For a 21st century observer, there is little this map offers save for a quaint glimpse at the mindset of Germans facing the prospect of war and a smirk or two at the comical, antagonizing depictions of their rivals. Considering the times and circumstances that this map was made in, however, it would have served considerable utility. To the man on the street, it gives awareness of the enemy and pride in the Fatherland, and to the state, a means to raise an army of hearts and minds.


2 comments on “Pickelhaubes and Propaganda

  1. I take special notice of this map as this is within my competency and research interest. As the student pointed out, this map clearly reflects the state of affairs in Europe through the eyes of the central powers at the time of the great war.

    I understand that the purpose of the essay is the critique of the map and not the map itself. In the reading of the map one might be curious on the reason or reasons behind the choice of the figures used. A lot of interesting points were raised in the accompanying article form which the student took the map. On why Britain is depicted on a skirt standing on a ship and on why italy was a man with hands on his pockets.

    I actually tried to search for an exhaustive explanation of the map but unfortunately i couldn’t find one. If I have the luxury of time i would be very interested on the “deconstruction” of the meaning/s behind this particular map.

    • I’m glad to see you share my interest in the topic of this map, sir! I first came across it while casually browsing a forum thread on the First World War and Serbia, and I found it memorable enough that I sought it out in particular for this class several months after first seeing it.
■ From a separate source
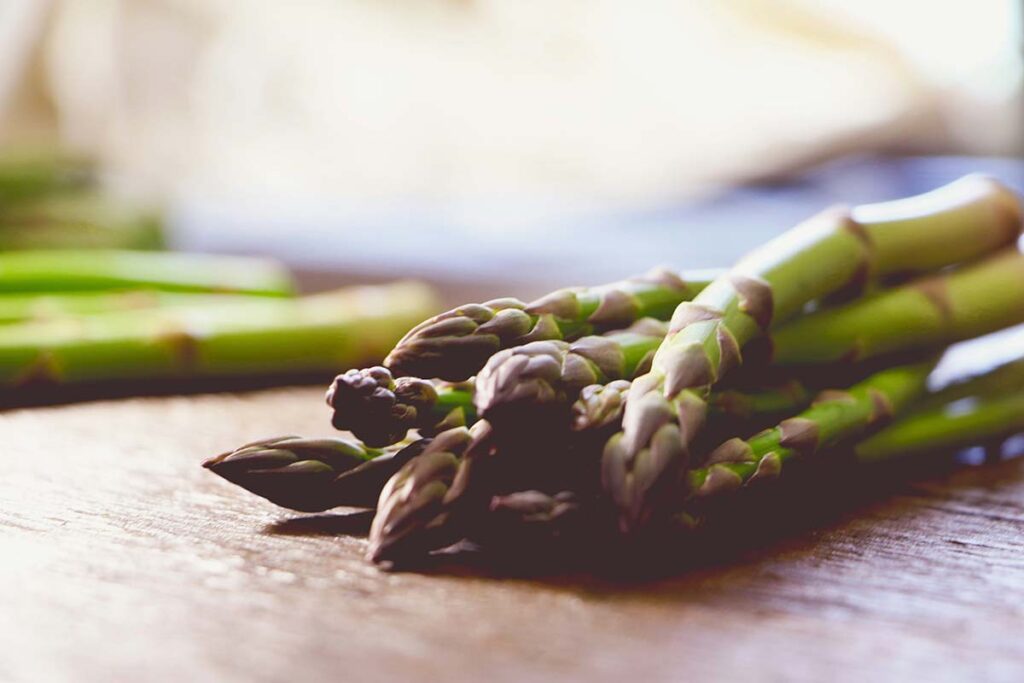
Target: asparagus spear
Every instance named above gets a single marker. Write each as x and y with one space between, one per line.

      The allegories that Mr. Trier used as inspiration for this map were probably specific to popular culture in early 20th century Germany, and I imagine few people in the age of the Internet would be both knowledgeable of the context and able and inclined to share their knowledge. The writing on the bottom of the map would almost certainly lend some insight if translated. I wish you the best of luck should you ever find the opportunity to pursue a deeper understanding of this map!